Wisconsin has an official domestic animal. Guess what? It's the dairy cow!

Of course, out there in cheese country, where milk is the official state beverage and cheese is the official dairy product, this stands to reason. But there is no official state cheese! That's not American at all! They are Bleu about that. I can't think of any more cheesy puns, and I don't want to look for one online; that would make me a cheddar.

Anyway, they make 3.4 billion pounds of cheese in Wisconsin every year, more than any other state. But none carries that coveted Official State Cheese sash.

Fear not! People in the state legislature are getting on the case. And a bipartisan bill has been introduced to deal with the matter. They don't want to String you along, but they do ask that if you like volone, you tell someone that you are Provolone.

There seems to be a gouda chance that gouda cheese will be the official cheese, but the legislators need to grill each other about the other choices.

Colby was created in the Central Wisconsin town of Colby in 1885. If you're having a Muenster of a time finding it, go to Wausau, then 40 miles west.

And they still make more mozzarella in Wisconsin, and Cheddar is second, and then some Italian type cheeses, but still, 45 million of those pounds shipped from Wisconsin are pounds of colby.

Do you like colby? It's sort of like cheddar, in the way that Ed Sheeran is like a singer, but not as good as some others. It's just a little sweeter than cheddar and the tangy Emmentaler.


But still, similar bills have come before the legislature, only to be shredded. Some said that naming one cheese as the official cheese would hurt sales of the others, as if I am going to stop buying cheddar cheese for my eggs.

In fact, that notion of choosing one above all really grates on Republican Rep. Rick Gundrum. "There is a wide variety of stores and shops in my district that have a wide variety of cheese that they sell. Cheese is very popular in the state of Wisconsin, as is sausage. I can’t get behind it.”

He means he can't get behind the bill, not a sausage.

No matter how you slice it, the legislators who support this bill say they will continue to whey the evidence.

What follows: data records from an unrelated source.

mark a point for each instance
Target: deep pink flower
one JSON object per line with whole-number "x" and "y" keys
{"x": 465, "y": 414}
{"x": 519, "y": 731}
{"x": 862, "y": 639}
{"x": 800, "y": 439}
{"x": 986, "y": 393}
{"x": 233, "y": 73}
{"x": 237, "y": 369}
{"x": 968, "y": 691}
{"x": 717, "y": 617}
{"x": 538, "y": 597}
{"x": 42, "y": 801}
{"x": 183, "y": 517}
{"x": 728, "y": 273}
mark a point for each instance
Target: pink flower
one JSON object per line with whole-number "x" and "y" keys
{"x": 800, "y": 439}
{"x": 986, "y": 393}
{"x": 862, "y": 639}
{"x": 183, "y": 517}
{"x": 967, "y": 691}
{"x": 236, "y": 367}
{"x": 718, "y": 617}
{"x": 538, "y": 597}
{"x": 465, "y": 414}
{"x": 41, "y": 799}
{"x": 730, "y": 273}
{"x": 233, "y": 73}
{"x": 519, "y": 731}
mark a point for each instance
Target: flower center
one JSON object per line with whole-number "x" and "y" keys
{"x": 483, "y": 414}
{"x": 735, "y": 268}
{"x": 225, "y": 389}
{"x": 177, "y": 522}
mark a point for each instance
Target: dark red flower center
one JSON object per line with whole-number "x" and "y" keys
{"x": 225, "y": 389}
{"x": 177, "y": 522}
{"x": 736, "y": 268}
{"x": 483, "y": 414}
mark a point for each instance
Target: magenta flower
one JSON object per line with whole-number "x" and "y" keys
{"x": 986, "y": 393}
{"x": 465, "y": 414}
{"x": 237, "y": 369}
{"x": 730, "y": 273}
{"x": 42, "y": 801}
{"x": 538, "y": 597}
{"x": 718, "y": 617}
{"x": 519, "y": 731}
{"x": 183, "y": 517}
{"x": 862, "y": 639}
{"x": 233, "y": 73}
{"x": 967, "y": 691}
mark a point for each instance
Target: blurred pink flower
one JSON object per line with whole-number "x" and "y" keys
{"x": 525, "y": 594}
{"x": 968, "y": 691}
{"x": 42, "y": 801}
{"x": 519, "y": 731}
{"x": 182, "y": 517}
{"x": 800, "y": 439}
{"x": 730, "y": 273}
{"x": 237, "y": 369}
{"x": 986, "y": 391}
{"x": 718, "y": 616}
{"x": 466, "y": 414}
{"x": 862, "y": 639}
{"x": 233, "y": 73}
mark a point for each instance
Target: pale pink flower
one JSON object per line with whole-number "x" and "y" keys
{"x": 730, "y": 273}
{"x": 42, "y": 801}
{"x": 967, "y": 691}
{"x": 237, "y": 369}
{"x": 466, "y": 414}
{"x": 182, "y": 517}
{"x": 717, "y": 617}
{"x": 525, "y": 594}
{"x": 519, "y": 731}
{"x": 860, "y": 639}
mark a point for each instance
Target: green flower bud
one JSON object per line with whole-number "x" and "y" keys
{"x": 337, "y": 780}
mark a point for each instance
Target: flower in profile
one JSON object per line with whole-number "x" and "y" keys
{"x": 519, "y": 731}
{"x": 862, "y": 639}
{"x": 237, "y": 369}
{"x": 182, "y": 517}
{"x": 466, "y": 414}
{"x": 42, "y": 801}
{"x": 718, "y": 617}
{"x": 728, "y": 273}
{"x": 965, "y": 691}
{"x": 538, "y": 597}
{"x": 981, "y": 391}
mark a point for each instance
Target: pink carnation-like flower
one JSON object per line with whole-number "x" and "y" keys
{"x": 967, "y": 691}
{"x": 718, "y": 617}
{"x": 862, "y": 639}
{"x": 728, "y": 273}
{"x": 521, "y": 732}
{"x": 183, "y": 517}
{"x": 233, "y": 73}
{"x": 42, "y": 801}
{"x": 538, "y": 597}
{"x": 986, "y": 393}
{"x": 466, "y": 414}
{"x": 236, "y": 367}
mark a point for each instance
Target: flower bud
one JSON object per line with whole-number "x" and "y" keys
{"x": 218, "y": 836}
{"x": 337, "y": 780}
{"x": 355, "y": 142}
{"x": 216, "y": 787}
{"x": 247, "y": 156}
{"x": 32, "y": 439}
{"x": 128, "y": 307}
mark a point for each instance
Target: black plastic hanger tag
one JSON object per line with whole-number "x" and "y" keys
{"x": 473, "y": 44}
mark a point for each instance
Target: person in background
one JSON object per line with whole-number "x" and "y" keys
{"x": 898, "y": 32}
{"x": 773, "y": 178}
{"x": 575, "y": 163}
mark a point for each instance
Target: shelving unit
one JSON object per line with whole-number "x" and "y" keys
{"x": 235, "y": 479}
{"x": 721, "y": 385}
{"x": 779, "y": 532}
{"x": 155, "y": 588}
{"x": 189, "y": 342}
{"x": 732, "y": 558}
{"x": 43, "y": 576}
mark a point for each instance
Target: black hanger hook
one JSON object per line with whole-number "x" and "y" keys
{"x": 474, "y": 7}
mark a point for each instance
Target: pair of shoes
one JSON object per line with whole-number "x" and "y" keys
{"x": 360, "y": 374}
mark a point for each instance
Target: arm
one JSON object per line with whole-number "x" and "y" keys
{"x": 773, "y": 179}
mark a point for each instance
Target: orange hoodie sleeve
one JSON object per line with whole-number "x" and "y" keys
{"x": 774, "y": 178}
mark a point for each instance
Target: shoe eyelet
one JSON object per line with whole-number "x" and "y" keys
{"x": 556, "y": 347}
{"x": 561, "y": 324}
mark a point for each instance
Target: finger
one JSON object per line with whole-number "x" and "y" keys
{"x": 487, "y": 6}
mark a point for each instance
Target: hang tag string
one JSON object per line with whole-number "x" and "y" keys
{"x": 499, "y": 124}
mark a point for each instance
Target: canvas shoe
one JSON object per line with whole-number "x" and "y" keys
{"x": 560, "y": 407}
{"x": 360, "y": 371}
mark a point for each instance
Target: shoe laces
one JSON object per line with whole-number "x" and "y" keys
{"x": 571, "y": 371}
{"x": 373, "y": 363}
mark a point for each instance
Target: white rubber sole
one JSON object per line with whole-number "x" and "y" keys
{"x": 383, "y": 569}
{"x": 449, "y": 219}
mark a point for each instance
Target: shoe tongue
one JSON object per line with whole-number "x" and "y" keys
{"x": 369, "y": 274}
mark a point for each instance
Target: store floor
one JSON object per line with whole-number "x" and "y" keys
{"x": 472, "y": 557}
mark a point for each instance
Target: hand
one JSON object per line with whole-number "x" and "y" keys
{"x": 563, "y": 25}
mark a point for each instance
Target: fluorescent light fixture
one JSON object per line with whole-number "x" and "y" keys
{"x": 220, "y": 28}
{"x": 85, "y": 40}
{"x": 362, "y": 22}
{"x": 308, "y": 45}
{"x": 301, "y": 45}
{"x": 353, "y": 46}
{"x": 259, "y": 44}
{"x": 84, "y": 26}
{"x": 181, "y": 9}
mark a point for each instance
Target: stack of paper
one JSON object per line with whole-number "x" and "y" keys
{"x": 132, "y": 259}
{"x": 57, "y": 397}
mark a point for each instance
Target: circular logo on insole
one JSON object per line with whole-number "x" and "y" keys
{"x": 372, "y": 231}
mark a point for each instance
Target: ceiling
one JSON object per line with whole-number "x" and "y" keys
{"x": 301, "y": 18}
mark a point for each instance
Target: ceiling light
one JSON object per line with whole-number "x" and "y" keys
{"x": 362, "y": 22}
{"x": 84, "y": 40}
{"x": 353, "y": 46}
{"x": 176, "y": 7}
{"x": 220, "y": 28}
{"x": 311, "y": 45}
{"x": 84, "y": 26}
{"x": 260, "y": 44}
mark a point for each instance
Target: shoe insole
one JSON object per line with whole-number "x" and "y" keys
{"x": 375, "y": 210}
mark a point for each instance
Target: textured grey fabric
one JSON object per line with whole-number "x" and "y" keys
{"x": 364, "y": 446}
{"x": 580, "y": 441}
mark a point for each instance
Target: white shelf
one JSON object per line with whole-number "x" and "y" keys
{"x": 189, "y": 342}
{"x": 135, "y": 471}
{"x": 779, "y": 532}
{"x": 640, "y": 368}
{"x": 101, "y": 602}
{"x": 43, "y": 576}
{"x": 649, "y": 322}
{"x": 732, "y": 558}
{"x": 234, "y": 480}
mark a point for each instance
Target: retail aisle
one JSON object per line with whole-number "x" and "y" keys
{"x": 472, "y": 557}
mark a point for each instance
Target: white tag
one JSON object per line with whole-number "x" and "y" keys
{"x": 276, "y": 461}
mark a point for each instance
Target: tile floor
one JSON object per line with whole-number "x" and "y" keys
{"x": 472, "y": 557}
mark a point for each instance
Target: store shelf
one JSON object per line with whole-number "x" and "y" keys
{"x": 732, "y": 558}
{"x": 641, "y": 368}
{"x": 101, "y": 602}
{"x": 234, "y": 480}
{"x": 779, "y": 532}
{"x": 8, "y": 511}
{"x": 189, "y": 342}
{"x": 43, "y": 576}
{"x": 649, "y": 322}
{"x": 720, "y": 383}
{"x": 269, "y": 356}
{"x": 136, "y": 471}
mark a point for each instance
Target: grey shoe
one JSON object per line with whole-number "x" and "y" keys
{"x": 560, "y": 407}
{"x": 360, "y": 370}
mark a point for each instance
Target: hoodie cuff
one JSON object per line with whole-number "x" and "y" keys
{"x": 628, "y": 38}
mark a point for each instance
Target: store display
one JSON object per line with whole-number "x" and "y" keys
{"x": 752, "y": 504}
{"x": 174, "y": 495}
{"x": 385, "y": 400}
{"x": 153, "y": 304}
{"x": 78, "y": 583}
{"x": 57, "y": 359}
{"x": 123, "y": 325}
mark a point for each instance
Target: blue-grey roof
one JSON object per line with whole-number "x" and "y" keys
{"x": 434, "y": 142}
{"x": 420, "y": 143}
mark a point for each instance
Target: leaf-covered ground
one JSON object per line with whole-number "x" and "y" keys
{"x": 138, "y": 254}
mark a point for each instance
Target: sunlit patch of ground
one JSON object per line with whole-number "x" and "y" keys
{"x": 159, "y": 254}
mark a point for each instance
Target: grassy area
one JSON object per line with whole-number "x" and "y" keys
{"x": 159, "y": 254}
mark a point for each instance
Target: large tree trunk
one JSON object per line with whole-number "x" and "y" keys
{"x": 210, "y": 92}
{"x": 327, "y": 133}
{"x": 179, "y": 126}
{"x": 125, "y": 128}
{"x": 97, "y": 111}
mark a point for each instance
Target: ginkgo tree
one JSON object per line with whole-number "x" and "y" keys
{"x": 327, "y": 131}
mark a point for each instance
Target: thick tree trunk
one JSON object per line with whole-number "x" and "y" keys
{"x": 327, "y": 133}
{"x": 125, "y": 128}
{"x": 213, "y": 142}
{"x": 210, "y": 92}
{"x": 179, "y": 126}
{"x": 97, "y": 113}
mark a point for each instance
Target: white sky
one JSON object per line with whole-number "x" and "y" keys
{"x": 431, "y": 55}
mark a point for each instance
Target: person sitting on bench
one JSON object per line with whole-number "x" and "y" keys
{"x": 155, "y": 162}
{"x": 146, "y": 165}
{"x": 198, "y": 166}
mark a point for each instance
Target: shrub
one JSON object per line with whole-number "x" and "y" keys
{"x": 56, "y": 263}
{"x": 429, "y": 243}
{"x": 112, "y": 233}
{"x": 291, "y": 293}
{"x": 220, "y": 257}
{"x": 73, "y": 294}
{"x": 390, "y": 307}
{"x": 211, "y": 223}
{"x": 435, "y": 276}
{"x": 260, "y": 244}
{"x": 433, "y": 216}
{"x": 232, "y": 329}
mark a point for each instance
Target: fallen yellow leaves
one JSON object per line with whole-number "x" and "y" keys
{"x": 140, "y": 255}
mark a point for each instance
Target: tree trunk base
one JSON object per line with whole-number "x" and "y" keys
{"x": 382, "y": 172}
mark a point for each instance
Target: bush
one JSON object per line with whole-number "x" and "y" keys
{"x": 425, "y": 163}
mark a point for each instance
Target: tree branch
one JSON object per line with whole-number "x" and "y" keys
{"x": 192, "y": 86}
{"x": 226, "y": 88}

“As Winston Churchill said, ‘Never give up, never give up, never give up.’ So I am not going to give up," said bill co-sponsor Sen. Kathy Bernier. "Wisconsin does cheese better than anybody else and Colby is the Wisconsin original that helped transform our state into America’s Dairyland.”

I don't know about you, but when I hear talk like that, I just melt. I camembert to think of Wisconsin, a state of which I am fondue, without an official cheese. Perhaps the proponents could get rich people like Ricotta Montalbán or Robert Kraft to help out.